Vier Jahre nach dem IS-Selbstmordanschlag in Pirsûs (Suruç, Provinz Riha/Urfa) sind Gedenkveranstaltungen in Istanbul und Ankara von der Polizei mit Gummigeschossen angegriffen worden. Der HDP-Abgeordnete Erol Katırcıoğlu musste wegen einer Bauchverletzung ins Krankenhaus gebracht werden.

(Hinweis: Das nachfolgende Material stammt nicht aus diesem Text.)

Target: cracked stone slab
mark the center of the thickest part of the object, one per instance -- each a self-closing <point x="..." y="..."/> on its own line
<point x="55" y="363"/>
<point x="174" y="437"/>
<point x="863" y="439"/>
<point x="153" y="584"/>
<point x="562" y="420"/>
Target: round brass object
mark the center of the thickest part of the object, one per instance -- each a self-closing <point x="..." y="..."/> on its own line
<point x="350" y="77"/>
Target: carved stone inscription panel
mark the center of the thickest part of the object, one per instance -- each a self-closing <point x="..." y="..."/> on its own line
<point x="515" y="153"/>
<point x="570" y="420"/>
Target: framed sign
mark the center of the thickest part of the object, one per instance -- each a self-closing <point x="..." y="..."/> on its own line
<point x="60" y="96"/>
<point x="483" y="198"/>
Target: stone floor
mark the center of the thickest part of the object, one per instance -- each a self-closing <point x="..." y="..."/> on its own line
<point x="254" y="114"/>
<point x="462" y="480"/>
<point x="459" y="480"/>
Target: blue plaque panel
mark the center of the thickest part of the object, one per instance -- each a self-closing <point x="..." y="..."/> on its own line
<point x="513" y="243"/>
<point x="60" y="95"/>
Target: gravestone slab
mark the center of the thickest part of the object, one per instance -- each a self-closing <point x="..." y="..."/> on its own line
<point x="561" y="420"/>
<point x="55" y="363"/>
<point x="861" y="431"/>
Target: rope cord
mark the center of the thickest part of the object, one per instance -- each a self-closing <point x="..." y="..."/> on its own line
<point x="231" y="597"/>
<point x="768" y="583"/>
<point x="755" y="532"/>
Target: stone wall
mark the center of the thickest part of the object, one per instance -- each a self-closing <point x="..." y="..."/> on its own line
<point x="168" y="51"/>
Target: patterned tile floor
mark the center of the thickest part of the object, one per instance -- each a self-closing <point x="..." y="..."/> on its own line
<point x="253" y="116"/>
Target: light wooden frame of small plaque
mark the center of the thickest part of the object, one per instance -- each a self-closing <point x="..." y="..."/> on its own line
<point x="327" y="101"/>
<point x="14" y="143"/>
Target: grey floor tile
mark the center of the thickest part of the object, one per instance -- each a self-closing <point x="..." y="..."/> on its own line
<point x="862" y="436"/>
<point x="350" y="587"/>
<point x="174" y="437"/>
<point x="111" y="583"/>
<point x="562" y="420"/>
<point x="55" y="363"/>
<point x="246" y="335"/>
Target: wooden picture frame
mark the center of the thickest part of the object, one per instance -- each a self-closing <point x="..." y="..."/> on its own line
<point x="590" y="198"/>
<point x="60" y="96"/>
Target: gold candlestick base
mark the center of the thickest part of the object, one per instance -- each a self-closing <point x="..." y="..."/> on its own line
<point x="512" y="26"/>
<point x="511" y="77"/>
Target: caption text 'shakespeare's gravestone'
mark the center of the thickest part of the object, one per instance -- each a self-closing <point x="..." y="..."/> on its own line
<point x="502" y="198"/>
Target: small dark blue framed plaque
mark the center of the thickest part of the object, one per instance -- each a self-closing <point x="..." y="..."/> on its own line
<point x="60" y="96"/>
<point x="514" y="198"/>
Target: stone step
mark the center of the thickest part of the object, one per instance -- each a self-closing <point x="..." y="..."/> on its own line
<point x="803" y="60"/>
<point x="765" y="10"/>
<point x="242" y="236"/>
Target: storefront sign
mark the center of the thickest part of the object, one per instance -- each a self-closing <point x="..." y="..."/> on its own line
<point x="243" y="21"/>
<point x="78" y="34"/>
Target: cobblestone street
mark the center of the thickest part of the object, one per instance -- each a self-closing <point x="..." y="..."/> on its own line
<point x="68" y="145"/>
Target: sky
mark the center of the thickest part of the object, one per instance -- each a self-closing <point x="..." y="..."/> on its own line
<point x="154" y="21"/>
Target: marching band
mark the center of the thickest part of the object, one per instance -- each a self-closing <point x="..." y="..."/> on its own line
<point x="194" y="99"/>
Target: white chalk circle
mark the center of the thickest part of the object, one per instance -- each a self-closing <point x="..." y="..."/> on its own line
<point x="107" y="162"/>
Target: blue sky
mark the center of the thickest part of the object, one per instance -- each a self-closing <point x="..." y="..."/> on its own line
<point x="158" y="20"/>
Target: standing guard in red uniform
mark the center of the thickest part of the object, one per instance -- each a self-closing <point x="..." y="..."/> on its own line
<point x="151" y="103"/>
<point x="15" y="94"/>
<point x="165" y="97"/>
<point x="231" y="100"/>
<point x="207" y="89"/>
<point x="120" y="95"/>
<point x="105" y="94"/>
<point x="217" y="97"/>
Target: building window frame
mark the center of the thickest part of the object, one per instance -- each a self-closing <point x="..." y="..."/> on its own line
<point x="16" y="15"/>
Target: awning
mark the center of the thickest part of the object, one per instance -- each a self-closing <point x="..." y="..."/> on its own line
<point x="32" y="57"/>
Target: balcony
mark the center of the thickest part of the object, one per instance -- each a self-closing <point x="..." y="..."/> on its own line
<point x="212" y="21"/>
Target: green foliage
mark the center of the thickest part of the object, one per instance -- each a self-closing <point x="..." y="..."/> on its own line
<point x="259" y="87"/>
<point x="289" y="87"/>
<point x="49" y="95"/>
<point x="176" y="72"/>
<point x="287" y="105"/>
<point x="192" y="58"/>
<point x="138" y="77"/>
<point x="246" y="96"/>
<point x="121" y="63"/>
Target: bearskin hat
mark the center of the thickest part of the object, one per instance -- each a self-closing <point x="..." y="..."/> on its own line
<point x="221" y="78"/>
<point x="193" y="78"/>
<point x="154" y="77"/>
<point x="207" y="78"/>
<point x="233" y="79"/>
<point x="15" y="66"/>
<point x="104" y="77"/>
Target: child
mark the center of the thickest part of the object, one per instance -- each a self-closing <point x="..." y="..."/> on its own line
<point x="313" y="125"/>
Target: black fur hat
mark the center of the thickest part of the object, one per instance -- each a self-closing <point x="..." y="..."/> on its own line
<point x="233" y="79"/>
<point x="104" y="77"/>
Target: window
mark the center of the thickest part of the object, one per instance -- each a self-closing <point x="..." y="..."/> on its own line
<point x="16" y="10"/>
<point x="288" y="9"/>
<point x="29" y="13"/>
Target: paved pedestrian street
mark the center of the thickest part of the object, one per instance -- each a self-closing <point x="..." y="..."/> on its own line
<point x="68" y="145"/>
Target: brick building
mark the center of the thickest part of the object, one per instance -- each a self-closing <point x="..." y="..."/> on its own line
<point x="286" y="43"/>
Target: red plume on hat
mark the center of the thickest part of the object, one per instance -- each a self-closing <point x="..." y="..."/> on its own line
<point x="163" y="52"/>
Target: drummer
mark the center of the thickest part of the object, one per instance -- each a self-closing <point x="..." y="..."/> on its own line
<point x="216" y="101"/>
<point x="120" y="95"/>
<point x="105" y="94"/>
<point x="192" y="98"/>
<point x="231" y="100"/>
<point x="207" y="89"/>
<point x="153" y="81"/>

Im Istanbuler Stadtteil Kadiköy führte die Initiative der „Pirsûs-Familien“ zunächst ihr monatliches Sit-in mit der Forderung nach Gerechtigkeit im Halitağa-Park durch. Anschließend bewegte sich die Menschenmenge, darunter auch Abgeordnete der HDP und CHP, Richtung Sürreya-Oper, um dort eine Erklärung abzugeben.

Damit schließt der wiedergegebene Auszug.